Overview of incident

A worktop manufacturer has been fined after an employee’s hand came into contact with an unguarded cutting blade which resulted in the amputation of two fingers.

An investigation by the Health and Safety Executive (HSE) discovered the machine had three sections, each enclosed by an interlocked hood. The interlocks were disconnected and replaced with locks around four years previously but the keys to the locks were left in the hoods, meaning the machine was able to run with the hood guards open.

The injured person was operating an edge banding machine when his hand came into contact with a blade that is used to create the finished edges on worktops.
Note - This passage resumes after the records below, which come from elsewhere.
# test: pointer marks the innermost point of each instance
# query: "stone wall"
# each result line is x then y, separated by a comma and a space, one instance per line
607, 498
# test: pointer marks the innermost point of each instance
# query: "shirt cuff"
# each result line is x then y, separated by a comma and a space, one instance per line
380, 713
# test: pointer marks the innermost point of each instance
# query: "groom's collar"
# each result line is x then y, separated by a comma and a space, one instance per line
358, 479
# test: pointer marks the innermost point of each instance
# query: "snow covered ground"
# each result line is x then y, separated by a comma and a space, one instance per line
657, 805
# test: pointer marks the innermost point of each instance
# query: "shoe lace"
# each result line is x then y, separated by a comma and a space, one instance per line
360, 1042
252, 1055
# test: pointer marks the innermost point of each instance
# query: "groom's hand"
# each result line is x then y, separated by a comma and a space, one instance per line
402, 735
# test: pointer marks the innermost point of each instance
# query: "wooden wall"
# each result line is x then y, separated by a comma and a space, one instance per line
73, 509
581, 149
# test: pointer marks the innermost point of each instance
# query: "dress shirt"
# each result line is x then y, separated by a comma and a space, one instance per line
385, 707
The injured person can no longer tie his shoelaces, use a keyboard or play the guitar and was unable to work for seven months and may require further surgery.

Details of fine

A fine of £20,000 and an order to pay costs of £4,574 was made by the court after Worktop Fabrications Ltd pleaded guilty to breaching Regulation 11(1) of the Provision and Use of Work Equipment Regulations 1998.

Injured Person(s)

28 year old male.

Company Involved

Worktop Fabrications Ltd


Nottingham, England


Nottingham Magistrates’ Court


This man’s painful and life-changing injuries were borne out of a catalogue of failings on the part of Worktop Fabrications Ltd.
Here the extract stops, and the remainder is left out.